Their first meeting is a contest on who has the most and best frequent flier and express cards. Ryan indicates that he’ll quit the road when he hits a certain number of miles. They have a blissful one night exchange and like it so much they decide to plan their flying schedules to meet up again and again.

When Ryan’s company calls him home they tell him they’re putting in new technology that will make is traveling moot. To prove this new technology is a mistake, he takes the innovator Natalie (played by Anna Kendrick) out on the road so she can experience the real gist of the job. Being a new MBA graduate she is fired up but learns quickly that theory and practicum are different worlds.

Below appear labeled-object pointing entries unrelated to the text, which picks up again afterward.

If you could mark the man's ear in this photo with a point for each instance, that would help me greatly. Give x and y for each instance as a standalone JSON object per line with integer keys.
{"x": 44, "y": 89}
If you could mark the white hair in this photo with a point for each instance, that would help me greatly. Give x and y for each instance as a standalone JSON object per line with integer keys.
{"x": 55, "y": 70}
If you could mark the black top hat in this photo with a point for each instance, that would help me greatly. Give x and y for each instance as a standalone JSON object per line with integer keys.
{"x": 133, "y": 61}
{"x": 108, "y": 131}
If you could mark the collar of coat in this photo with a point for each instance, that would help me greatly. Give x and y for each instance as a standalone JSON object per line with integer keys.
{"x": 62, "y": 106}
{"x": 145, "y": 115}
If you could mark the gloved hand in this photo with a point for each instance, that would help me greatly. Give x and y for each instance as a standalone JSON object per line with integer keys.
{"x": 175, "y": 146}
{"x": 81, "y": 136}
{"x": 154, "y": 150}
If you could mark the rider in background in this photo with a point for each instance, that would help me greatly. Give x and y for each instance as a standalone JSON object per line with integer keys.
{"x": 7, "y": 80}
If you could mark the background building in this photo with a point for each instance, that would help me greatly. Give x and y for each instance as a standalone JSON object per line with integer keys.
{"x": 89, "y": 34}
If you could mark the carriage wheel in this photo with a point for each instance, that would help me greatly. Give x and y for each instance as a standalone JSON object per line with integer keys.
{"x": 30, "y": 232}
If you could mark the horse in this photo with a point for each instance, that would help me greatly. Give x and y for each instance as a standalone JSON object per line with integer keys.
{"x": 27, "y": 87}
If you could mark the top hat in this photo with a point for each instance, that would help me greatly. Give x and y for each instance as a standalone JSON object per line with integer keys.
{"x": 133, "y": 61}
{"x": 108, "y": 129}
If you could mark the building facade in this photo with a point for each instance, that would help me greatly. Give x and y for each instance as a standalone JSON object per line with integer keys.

Reitman gets the nuances down just right; the secret drive of business travelers to move through airports, hotels and car rental lines quickly and efficiently. I felt the rush, fun and aloneness of it all, just as I remembered. Clooney has the look and feel of this character and is absolutely ideal for this character. He’s funny, melancholy, intelligent, aloof and direct. He was made for this role. Kendrick is perfect as the MBA who wants to make a name for herself and is filled with idealism. Farmiga is very good as a fellow traveler and hides her duel life well. Lastly, I thought all the people who played the parts of the people getting fired were great. They felt real, like everyday people suddenly faced with losing their jobs.

Overall: This is a really good film. Even the tone and texture of the film itself gave it the feel of realism and accuracy.

Serious Moonlight

First Hit: A somewhat well intentioned comedic/dramatic story which mostly fizzles because of the director and actors failed to find the heart of the story.

Timothy Hutton plays Ian who returns to his summer retreat home from a business trip with plans to tell his wife Louise (played by Meg Ryan) that he is finished with their relationship and wants a divorce. He has invited his new lover over to the house for a quick tryst because he believes Louise won’t be arriving until the following day. However, Louise is already there and when Ian sees her he’s surprised and also decides to tell her about his decision. Louise hits him on the head knocking him out and when he awakes he’s tied, with duct tape, to a chair. She explains that what will happen is that Ian will change his mind and decide to not divorce her and when this happens she’ll untie him. However, he breaks loose but she knocks him out again and again ties him with duct tape, but to the toilet. While he is contimplating his fate, Louise goes out and returns only to find a thief in their home. The thief ties her up as well. Now they are both in the bathroom tied up. But somewhere between the moments the thief ties up Louise and Ian’s new girlfriend Sara (played by Kristen Bell) arrives for the second time, the audience figures out the plot and the problem with the film. The ending is now telegraphed. My sense is that the writing was good but the interpretation is where this film falls apart. The director didn't see the hole that was being dug and the actors fell into the hole as well. There just was't enough clarity as to when to expose more of the story and when to give it some grist.

 

I generally like Ryan and she has done some good dramatic stuff (In the Cut) and light hearted stuff (You’ve Got Mail). Here she seems lost as to what direction to take the character. Hutton has had an extensive career but, for me, has never stood out as a powerful actor. It is the same in this film. Cheryl Hines, the director, was a friend of the late Adrienne Shelly (writer of this film) and certainly didn’t have enough experience to bring the best out of this story.

 

Overall: It is a reasonable video rental type film.